ビジネス会話においては、質問の使い方で相手の答えの質が大きく変わる。話題の書籍『対話するプレゼン』の著者、岩下宏一は、「質問をするタイミングの見極めが必要」と言います。本記事では、プレゼンの場を「一方的に説明する場」から「対話の場」に変えることを提案した『対話するプレゼン』より、本文の一部を抜粋・加筆・再編集してお届けします。

「会話がつまらない人」が無意識にやっている“致命的ミス”
相手に問いかけたあとは受けとめるための「間」を充分にとりましょう。
すぐ後追いで言葉を発しないことです。
「今回の業務改善プロジェクトにおいて、特に力を入れたいポイントはありますか?」
「えーと」
「(間髪入れず)メンバー構成とか、進捗(しんちょく)管理の方法とか」
「うーん、まあ、それで言ったら進捗管理ですかねえ」
なんということのない会話に見えますが、実はこれ、2番目の問いかけにおいて、相手の自由な発想を妨げている場合があります。
相手がぼんやりと何かを思いつきかけているタイミングで、「たとえば〇〇とか、〇〇とか」と具体例を挙げて質問をしてしまうと、その選択肢に発想が限定されてしまうことがあります。
「そりゃ本音出ないわ…」会議でやりがちな“あと追い質問”の罠
それだと結局、あとあとになって、「実はあの時に、あれが気になっていたんだよな」ということになりかねません。

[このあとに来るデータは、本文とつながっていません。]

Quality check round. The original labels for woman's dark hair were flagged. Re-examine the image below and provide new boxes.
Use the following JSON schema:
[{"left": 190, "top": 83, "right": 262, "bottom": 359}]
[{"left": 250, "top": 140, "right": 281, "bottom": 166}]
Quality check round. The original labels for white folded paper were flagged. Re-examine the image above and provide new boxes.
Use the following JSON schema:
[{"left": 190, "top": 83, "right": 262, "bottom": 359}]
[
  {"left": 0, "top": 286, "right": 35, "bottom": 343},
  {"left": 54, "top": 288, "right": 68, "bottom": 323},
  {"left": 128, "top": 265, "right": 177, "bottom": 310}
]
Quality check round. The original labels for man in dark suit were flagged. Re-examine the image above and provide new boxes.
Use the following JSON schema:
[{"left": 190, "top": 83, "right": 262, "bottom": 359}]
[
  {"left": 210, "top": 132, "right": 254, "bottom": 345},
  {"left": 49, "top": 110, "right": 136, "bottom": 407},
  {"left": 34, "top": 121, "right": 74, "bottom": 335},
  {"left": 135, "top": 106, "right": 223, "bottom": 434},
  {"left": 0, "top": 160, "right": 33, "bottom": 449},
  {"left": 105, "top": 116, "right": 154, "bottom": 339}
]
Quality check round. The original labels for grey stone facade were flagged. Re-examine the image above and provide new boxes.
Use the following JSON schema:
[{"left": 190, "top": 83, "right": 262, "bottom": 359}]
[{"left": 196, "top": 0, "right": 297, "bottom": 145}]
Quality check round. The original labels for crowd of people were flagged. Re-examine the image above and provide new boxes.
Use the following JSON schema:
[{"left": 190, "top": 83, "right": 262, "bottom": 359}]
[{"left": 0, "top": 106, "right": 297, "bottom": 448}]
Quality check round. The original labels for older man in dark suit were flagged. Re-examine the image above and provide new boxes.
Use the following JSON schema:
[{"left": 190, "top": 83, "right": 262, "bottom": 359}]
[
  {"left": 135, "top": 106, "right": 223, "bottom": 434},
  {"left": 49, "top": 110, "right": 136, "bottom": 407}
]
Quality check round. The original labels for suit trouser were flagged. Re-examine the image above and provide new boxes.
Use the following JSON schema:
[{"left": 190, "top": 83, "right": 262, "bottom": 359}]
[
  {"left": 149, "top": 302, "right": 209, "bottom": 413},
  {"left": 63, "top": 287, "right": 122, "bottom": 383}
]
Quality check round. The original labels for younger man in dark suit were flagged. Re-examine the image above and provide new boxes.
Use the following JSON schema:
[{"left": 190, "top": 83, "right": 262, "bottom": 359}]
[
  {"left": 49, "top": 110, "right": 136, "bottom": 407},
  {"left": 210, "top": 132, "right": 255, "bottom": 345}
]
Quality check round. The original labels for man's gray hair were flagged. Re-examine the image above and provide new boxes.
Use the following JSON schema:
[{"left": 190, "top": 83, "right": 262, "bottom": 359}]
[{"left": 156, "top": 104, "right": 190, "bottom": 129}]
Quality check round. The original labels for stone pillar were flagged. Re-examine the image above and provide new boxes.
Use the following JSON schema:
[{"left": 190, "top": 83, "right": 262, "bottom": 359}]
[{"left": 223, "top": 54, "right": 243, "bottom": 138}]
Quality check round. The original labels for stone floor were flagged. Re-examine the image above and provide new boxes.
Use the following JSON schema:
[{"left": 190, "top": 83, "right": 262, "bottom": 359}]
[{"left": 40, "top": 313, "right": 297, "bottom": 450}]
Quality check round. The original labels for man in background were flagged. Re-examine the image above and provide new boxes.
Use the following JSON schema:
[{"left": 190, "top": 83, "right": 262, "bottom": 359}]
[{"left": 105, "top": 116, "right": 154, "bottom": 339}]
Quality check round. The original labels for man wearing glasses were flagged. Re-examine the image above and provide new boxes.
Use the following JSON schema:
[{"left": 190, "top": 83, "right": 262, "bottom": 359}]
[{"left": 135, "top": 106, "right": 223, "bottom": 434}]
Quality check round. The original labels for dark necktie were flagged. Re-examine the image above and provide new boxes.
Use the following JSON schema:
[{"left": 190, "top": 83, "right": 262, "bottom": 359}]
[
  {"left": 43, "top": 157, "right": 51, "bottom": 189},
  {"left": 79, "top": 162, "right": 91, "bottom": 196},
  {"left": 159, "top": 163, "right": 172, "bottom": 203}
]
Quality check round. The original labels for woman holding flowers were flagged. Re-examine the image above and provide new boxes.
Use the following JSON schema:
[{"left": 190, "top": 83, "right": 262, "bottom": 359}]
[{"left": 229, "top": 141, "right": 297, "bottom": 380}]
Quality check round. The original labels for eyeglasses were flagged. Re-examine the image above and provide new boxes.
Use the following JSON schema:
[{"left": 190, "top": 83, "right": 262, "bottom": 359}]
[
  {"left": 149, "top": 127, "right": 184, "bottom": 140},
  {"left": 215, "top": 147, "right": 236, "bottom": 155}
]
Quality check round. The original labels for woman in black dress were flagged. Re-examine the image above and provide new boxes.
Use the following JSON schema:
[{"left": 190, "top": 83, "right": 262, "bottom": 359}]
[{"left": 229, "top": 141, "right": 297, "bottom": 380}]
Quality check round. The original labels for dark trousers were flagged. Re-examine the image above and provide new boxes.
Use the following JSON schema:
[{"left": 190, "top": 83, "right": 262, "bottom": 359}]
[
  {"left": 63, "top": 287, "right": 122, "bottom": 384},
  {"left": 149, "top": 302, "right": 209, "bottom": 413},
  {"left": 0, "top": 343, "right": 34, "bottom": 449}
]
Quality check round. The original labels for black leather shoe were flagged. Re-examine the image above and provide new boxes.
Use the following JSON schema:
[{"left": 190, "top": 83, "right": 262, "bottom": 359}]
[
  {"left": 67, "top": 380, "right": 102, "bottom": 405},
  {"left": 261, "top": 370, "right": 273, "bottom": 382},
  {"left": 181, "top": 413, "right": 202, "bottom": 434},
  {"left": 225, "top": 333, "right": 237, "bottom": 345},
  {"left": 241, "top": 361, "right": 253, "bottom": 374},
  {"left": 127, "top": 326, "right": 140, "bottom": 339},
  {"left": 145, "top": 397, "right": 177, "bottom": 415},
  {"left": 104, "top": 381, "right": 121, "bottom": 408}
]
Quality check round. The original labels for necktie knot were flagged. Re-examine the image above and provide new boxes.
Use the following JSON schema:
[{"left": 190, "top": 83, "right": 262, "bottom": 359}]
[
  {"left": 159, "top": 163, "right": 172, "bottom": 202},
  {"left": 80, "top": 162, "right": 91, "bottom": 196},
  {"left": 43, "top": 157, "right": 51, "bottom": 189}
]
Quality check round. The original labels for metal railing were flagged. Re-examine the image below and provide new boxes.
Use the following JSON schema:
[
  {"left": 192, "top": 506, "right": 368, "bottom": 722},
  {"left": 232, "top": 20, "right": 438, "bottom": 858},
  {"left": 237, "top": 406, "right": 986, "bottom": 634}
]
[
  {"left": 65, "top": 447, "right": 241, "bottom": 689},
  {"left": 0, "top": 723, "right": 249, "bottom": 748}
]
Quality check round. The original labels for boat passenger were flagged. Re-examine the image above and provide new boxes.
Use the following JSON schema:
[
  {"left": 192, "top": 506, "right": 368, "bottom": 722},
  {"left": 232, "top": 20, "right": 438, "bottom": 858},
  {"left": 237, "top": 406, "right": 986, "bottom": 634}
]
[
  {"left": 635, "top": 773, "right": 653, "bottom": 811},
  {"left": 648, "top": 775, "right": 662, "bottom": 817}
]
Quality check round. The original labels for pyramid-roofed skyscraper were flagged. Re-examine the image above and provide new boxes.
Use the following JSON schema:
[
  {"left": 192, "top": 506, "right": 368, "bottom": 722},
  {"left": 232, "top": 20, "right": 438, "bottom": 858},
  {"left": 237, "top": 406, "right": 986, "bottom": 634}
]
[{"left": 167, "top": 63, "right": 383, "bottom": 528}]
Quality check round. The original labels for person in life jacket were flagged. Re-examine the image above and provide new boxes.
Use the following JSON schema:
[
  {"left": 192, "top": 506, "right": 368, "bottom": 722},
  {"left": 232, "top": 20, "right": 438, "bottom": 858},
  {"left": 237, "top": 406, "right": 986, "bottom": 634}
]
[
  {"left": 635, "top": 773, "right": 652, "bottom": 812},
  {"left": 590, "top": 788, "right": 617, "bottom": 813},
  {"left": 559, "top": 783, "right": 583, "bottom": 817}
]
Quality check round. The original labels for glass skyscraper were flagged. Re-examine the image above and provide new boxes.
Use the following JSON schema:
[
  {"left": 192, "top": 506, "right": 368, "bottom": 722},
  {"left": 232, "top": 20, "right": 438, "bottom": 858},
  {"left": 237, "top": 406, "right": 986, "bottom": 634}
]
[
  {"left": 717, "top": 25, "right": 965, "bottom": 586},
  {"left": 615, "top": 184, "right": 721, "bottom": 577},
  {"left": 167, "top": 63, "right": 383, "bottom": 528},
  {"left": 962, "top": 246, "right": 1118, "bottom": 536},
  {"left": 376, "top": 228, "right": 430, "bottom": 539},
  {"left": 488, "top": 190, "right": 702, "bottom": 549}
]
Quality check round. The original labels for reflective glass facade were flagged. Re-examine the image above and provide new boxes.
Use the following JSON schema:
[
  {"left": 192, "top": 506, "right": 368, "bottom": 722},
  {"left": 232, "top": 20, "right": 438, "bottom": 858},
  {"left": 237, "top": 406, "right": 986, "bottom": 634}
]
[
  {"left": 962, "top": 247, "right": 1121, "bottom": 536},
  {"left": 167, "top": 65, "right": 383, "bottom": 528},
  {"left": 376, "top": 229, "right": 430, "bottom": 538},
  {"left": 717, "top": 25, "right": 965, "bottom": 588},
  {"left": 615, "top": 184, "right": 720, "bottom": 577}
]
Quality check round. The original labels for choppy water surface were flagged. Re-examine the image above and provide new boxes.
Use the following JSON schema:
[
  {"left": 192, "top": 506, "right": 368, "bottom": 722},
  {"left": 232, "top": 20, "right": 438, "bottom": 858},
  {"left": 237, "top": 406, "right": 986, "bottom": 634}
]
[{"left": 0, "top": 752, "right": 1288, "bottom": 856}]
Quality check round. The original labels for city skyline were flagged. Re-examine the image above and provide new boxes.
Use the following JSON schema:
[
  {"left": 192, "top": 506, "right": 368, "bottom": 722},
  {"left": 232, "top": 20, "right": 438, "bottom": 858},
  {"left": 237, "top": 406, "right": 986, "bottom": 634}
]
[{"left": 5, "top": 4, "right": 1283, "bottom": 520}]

仕事では効率が重視されるため、「思いつく選択肢をざっと挙げ、その中からぱっと選ぶ」というスタイルが習慣化していることがよくあります。
さらに、商談や打ち合わせの場では、「私は知っています」「私は細部にまで気を配っています」ということを無意識にアピールしようとする心理が働きがちです。
その結果、「あと追い問いかけ」が生まれるのです。
「今回の業務改善プロジェクトにおいて、特に考慮したいポイントはありますか?」
「えーと……」
「……(待つ)」
「そうだな……」
「……(待つ)」
「そうだ、メンバー選出の際の、各部署への働きかけ方が気になっています。前回、 けっこう苦労したんですよね」
「間をとれている例」のように待ってみましょう。
相手が考える時間を与えることで、自由な発想を促すことができます。
相手が話している時は、言うなれば相手にとってのプレゼンの時間。
あなたが自分のプレゼンで間を大切にするように、相手の間もまた、尊重しなければなりません。